According to Kenyan officials, releasing the documents would undermine Kenya’s national security, “as the terms of the contract relate to foreign government information with national security and external relations implications.”
The Kenyan government is reportedly finding it increasingly difficult to repay debts related to Chinese-funded infrastructure projects. Debt service has climbed to 135.5% in the current year. Amid the growing energy crisis and rising food prices due to the Russian-Ukrainian conflict as well as Covid-19 shocks, Nairobi is facing difficulties in servicing Chinese debt due to the foreign exchange constraints and declining public revenues.
Earlier in December 2021, Beijing rejected Nairobi’s request to defer debt obligations as Kenya intended to avoid the bulk payment due to China in the first half of the current fiscal year. learned ET.
Chinese lenders were also uncomfortable with Kenya’s request to extend Covid-induced debt service suspension programs, as evidenced by the subsequent delay in disbursements of active Chinese-funded projects, mainly in the electricity transmission sub-sector. Nairobi was forced to drop a request for suspension of debt service over fears of Chinese discontent.

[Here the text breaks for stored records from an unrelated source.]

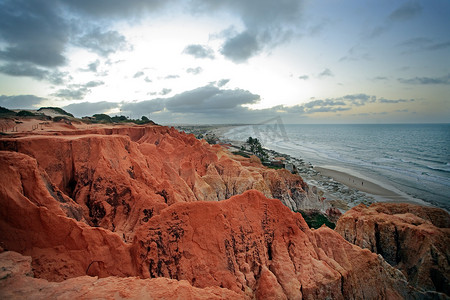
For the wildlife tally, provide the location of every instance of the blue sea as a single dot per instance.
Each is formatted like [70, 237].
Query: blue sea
[411, 158]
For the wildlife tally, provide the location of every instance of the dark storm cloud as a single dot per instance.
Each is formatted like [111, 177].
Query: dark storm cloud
[194, 71]
[210, 99]
[445, 80]
[241, 47]
[103, 42]
[407, 11]
[199, 51]
[24, 69]
[33, 31]
[20, 101]
[89, 108]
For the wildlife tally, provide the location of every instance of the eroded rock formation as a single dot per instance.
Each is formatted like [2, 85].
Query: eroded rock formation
[414, 239]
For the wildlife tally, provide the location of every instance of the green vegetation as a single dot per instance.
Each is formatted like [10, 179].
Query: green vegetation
[60, 118]
[5, 111]
[316, 219]
[58, 110]
[241, 154]
[25, 113]
[257, 149]
[103, 118]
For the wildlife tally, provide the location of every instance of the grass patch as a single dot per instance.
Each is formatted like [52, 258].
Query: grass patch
[241, 154]
[316, 219]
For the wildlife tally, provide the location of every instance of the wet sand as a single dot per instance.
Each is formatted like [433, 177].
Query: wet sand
[364, 185]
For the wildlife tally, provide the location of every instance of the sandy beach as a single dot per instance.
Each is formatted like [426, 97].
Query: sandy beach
[366, 186]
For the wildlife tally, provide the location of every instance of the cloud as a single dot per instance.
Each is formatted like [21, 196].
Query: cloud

Fearful of losing control, Beijing has sought to negotiate its debt relief deals with poor countries separately from the G20 framework, despite applying the same terms. Separate negotiations were preferred to secure Beijing’s reserved right to decide which loans and the size to be subject to the repayment moratorium.
Kenyans have often claimed that Chinese-funded projects are secretive, expensive and debt-inducing. Although these projects have imposed an additional burden on the population, state assets are at risk due to the risks of debt service failure, given the limited flow of revenue from these projects.
According to AidData, a US research lab, the terms of Beijing’s loan agreements with developing countries are generally secretive and require borrowing countries to prioritize repayment to Chinese state-owned banks over other creditors. He also observed that contracts had become more secretive over time and that all Kenyan contracts since 2014 had a confidentiality clause.
The World Bank president also noted that China needs to improve its lending practices in the developing world, especially in terms of transparency in lending programs. The International Monetary Fund constantly warns African and other Third World countries
that the increase in Chinese debt is dangerous. He points out that Chinese creditors often create instability and vulnerabilities in recipient countries.
Like other needy developing countries, the Kenyan government has shown a growing appetite for Chinese funding for its major infrastructure projects without giving much weight to its long-term economic implications. This often leads to an unsustainable debt service burden.
Kenya’s debt problem worsened after the country became a lower-middle-income economy, leading to the drying up of highly concessional loans from development lenders such as the World Bank Group. . Since 2014, the Kenyan government has mainly sought Chinese loans for large infrastructure projects such as roads, bridges, power stations and the Standard Gauge Railway (SGR). This
on Chinese short-term commercial loans has placed an additional burden on the Kenyan government’s debt service, it has been learned.
The SGR is Kenya’s most expensive infrastructure project and since its inception, the project has been marred by accusations of overcost and environmental degradation. Additionally, freight owners avoid SGR for reasons such as higher fees and longer time to clear goods compared to using trucks, ET has learned.
There are several other controversies related to Chinese loans in Kenya. In September 2021, Kenya’s State Department of Labor failed to pay China Jiangxi for work at a shopping mall. The Kenyan government was forced to negotiate compensation in July 2021 after canceling an airport terminal project. There are also concerns over the Chinese developer taking over the port of Mombasa if Kenya does not repay the loan, although Beijing has denied any such clause in the contract, ET have learned.
Kenya’s Directorate of Criminal Investigations had even summoned a Chinese contractor for failing to complete a 1.2 billion Ksh (Kenyan currency) water project in Siaya County, angering the Chinese government. The investigations were launched due to concerns about the contractor’s ability to complete the project.
Churchill Ogutu, an economist at IC Asset Managers, an Africa-focused investment bank, noted that “Chinese debt has reached or is about to decline in returns if large government spending in Kenya, for example, is something to do”. .
Meanwhile, Beijing’s loans to Kenya are already showing a downward trend. It is expected to decline to Ksh 29.46 billion for FY 2022-23 from Ksh 140.03 billion in 2015-16.
President Xi Jinping also revealed that China will cut its investment in Africa by a third in three years during the eighth Ministerial Conference of the Forum on China-Africa Cooperation (FOCAC) in November 2021. projects aimed at gaining strategic access to Africa’s natural resources.